Trump’s Big Chance

This article is from the archive of The New York Sun before the launch of its new website in 2022. The Sun has neither altered nor updated such articles but will seek to correct any errors, mis-categorizations or other problems introduced during transfer.

The New York Sun

Donald Trump’s big economic speech Monday at Detroit offers a chance to get past the dodge that this race is about merely the character of the candidates and to address what William Galston of the Wall Street Journal calls the “real debate under the mud.” Both candidates are running a protectionist campaign, but on taxes, spending, and monetary policy, Mr. Trump has hinted at policies that hold far more promise for change on jobs and growth.

Growth — or the lack of it — has emerged as such an undeniable issue that the New York Times is trying to palm off on its long-suffering readers the suggestion that it has nothing to do with policy errors. Rather, the Gray Lady reckons, it’s a global phenomenon that started long before President Obama (though average quarterly GDP growth under Mr. Obama has been the worst of any of the last eleven presidents).

The big opening for Mr. Trump lies in the question of when this problem started. The Times publishes a marvelous chart showing when this decline in global growth began. It shows three downward sloping lines. Angel Collinson herself (please see above) couldn’t have skied them at their steepest. The three lines are for Europe, Japan, and America. They all portend the disaster we’ve inherited these past eight years.

The thing to mark is when the decline started. It was in the early 1970s. What happened then? That was when America defaulted on the obligations it had undertaken under the Bretton Woods system, which established a gold exchange standard. It wasn’t a gold standard of the classical type. But it did obligate America to hand over an ounce of gold for every 35 dollars presented to it by participating foreign governments.

After our default, we entered the era of fiat money, in which a dollar is not defined in law as any specific weight of gold (or silver). This has changed the whole incentive structure of the American, and world, economy, and the era of the casino economy began and average growth rates started their downhill slide, at home and abroad. It’s not just growth, either. It’s all sorts of other measures of economic performance.

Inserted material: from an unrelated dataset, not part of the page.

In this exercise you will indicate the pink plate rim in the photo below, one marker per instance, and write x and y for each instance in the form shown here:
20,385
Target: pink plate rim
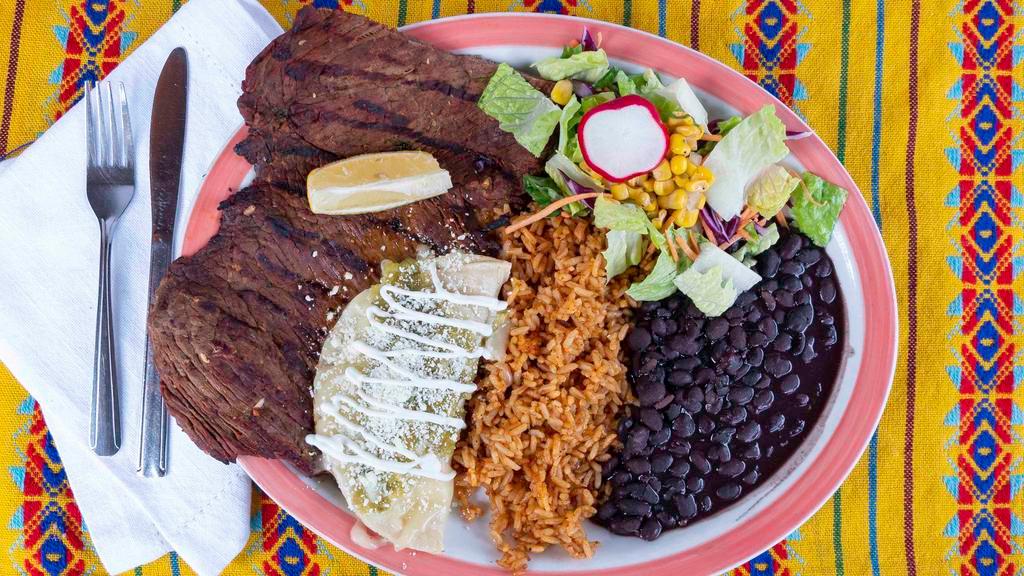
873,380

During the era of Bretton Woods, unemployment averaged 4.6 percent. Between the end of Bretton woods and today, closer to 6.4 percent. The personal bankruptcy rate, on which Elizabeth Warren, a professor of bankruptcy law, likes to focus, had been steady for decades. Then suddenly — in the 1970s — it began soaring, and has yet to retreat. The inequality rate, on which Thos. Picketty likes to focus, also began soaring in the 1970s.

The opening for Donald Trump here is simple. Congress has already awakened to the idea that fiat money lies at the bottom of our economic problems — and the international nature of the problem that is underlined, but not discussed, in the Times. Within two weeks of Paul Ryan acceding to Speaker, the House passed and sent to the Senate the Fed Oversight Reform and Modernization Act. The measure is now before the Senate.

One of the things the FORM Act would do is establish a new monetary commission to conduct a strategic review of how monetary policy has been working since the century ago when we created the Federal Reserve. Mr. Obama has threatened to veto it. The opportunity for Donald Trump is to vow to sign this measure and formally open up the question of monetary reform. He is the right man to do it, because he understands the problem of currency manipulation.

Mr. Trump has shown a willingness to challenge all of the post-World War II structures — the United Nations, the North Atlantic Treaty, the North American Free Trade Agreement, among them. But none are as fundamental to the problems he wants to address as is the scourge of fiat money. If Mr. Trump can mark this point in Detroit, as he deals with taxes and regulation, he will get past the mudslinging over character and return the campaign to the main issue.